Australian chemical company Foresta will build a new torrefied black wood pellet plant in Kawerau, New Zealand’s Bay of Plenty and will also extract high-value chemicals from pine timber on site.
The new plant, slated to go live in 2026, is part of Foresta’s broader push to produce wood pellets and chemicals from pine timber, with eight additional sites across New Zealand now under review.
According to Foresta’s Managing director, Ray Mountfort, the new plant will produce 65,000 tonnes of pellets yearly as part of a deal to supply Tailored Energy & Resources in New Zealand’s South Island.
As reported by NZ-based Farmers Weekly, black or torrefied wood pellets are heated to 200-300 degrees Celsius without oxygen and have proven to be a successful “drop-in” fuel to replace coal, with recent success proven in a trial at Genesis Energy’s Huntly power plant.
“While Fonterra and Genesis are large coal users, they are still only a quarter of the market, so there is plenty of opportunity beyond them,” according to Mr Mountfort, who said the plant construction and commissioning is now subject to resource consent by the NZ government.
The latest development closes the arc on a tricky 14 years for Mr Mountfort, who, in 2011, created the new technology, turning forest waste into turpentines, rosins (resin chemicals), and ink compounds. However, a boardroom shakedown after US company American Pine and Rosin Derivatives bought into the company led to his exit.
The company then went into liquidation, and Mr Mountford took his work on timber chemicals to Queensland, Australia. He later bought into the Foresta and moved the operation to New Zealand, completing the arc.
Wood Central understands that Foresta has now signed a 30-year lease agreement on a 9.6-hectare site at Kawerau with the local Putauaki Trust.

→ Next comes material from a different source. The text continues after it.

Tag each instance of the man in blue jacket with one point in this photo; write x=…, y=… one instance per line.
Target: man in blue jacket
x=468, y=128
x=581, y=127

The pellet plant will be imported from Europe while the chemical extraction plant is under construction.Â
Speaking to Farmers Weekly, Mr Mountford acknowledges the rough path: “There have been some lessons along the way, and we have picked good partners and have a good board.” Â
He said the initial production would require 200,000 tonnes of logs or about 330 hectares of forestry yearly, with Foresta to avoid materials from forestry waste or slash.
“It is something we would rather stay away from; it’s someone else’s mess,” he said, adding that NZ farmers could be a valuable market source for timber, particularly “old man pine” that is dense in resin chemicals.
He maintains that Foresta can extract 10-20% more timber of a block for wood lot owners, given its use of resin-dense stumps and tops for chemical production.
“From the site in Kawerau, we have identified 2000 pine forest owners within 100km.” While not initially competing with NZ’s raw log trade, Mr Mountfort told Farmers Weekly that as processing volumes ramp up, that becomes inevitable.
“For that reason, we have priced our supply cost on the average of all grades of log values for the past five years. New Zealand exports about 22 million tonnes at an average value of $111/tonne.”
He said most pellet operators must put raw material prices near $50/tonne.
Still, the ability to draw off and process high-value chemicals and resins means Foresta can tolerate a higher cost threshold while helping absorb a low-value, volatile export product by turning it into higher-value outputs.
Brian Cox, chair of the Bioenergy Association of NZ, welcomed the arrival of a company capable of “closing the loop” and processing lower-grade pine into a higher-value product. Adding that “this is exactly the type of project we need.”